A Better Way Of Knowing That He Lives

It looks as if I will be typing blog posts for myself hopefully by the end of April. We hired a morning PCA, so I plan to start using my wheelchair more often. For now, however, John is graciously typing at my dictation, so I am unable to quote Scripture or provide links to Scripture.

“He lives! He lives, salvation to impart. You ask me how I know He lives: He lives within my heart.”

Some of you may sing this anthem during your Resurrection Sunday worship, and the music may help you feel the excitement of knowing that Jesus rose from the dead. And it’s good to excited about His resurrection. The fact that He rose from the dead gives us hope that He is the Way, the Truth, and the Life that He claimed to be. Believe me, nothing excites me more than to know that He is risen, just as He said.

But I’ve been thinking about the anthem, “He Lives.” If you read my blog regularly, you probably know that when I’ve been thinking about the lyrics to a song, it means I will critique it. And as I’ve thought about this particular song, I’ve found increasing reason to question its suitability as a Christian worship song.

The stanza I quoted at the beginning of this article bothers me the most when I think of this anthem because it bases belief in the resurrection on subjective experience. While other phrases in the song disturb me, this stanza sums up my problem with the writing. The song writer implies that emotions validate the truth that Christ lives.

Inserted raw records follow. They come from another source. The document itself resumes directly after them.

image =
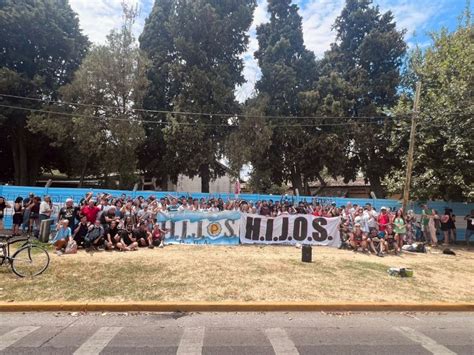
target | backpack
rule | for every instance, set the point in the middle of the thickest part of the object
(71, 247)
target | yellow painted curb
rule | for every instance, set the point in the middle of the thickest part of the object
(230, 307)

But emotions change more than the weather in New England, and feelings that Christ lives within my heart can change to feelings that religion is just a concoction of the imagination. If Christ really rose from the dead, we need objective evidence that He did so. That objective evidence carries us through times of feeling doubt. So let’s talk about the evidence of Christ’s resurrection.

We can first approach the resurrection through simple human reasoning. The gospel accounts demonstrate that the eleven disciples were cowards, going into hiding after the Lord’s arrest. Understandably, they feared that the Jewish counsel and/or the Roman soldiers would come after them because of their association with Jesus. In fact, when Mary came to them with news that she had seen the risen Lord, she found them huddled in the upper room, probably trembling with fear that they would be arrested and crucified.

Yet once they saw Jesus in His risen body, these very same cowards became bold. After Pentacost, they had no qualms about preaching openly, and even calling people to repentance. Furthermore, all but John died as martyrs for their faith in Christ — and John lived in exile well into his old age. Clearly, they were fully convinced that they had seen their Savior in His resurrected body, and they were willing to sacrifice their lives rather than deny His resurrection.

How many of you would die for something that you knew wasn’t true? I wouldn’t. And judging from the behavior of the disciples (especially Peter) I don’t believe they would either! The very fact that they actually gave their lives rather than denying that Jesus rose from the dead convinces me that the resurrection really happened.

The gospel accounts tell us that after the Lord’s crucifixion, the Jews feared that His disciples would steal the body and claim that Jesus had risen from the dead. Ironically, they took Jesus’ prediction of a resurrection more seriously than the disciples apparently did. Their fear that the disciples would spread the story of His resurrection caused them to ask Pilate to seal the tomb.

Not only did Pilate order the tomb to be sealed, but he deployed Roman guards to be stationed outside of it. If anyone attempted to steal the corpse, these guards would be executed for dereliction of duty. Therefore, they would not have allowed for anything less than the miracle of resurrection. The empty tomb could only be explained by the fact that God the Father raised Jesus from the dead.

In addition, Scripture gives us Paul’s testimony that the risen Christ appeared to the apostles, to more than 500 men at one time, and to Paul himself. At the time Paul wrote this testimony to the Corinthian church (see 1 Coorinthians 15), some of the 500 men were still alive and could validate the experience. Remember that a Jewish law required only the testimony of two or three men — 500 witnesses would more than establish the resurrection as verifiable event.

Modern scholars have scoffed at Paul’s assertion of 500 witnesses with the claim that they experienced a mass hallucination. Really? That explanation boggles the mind with its proposition that so many people could experience such a hallucination at one time. How would the apostles have pulled off such a feat? Did they have access to psychedelic drugs or psychological techniques? Who taught them the art of hypnosis?

Obviously, the 500 men saw the resurrected Lord. Obviously, the Roman guard had not allowed the disciples to steal the body. And obviously, the cowardly disciples would not die for a resurrection that they had made up. Christ Jesus lives today, and I know it because Scripture presents irrefutable evidence of His resurrection. And isn’t that a whole lot more convincing than saying He lives within my heart?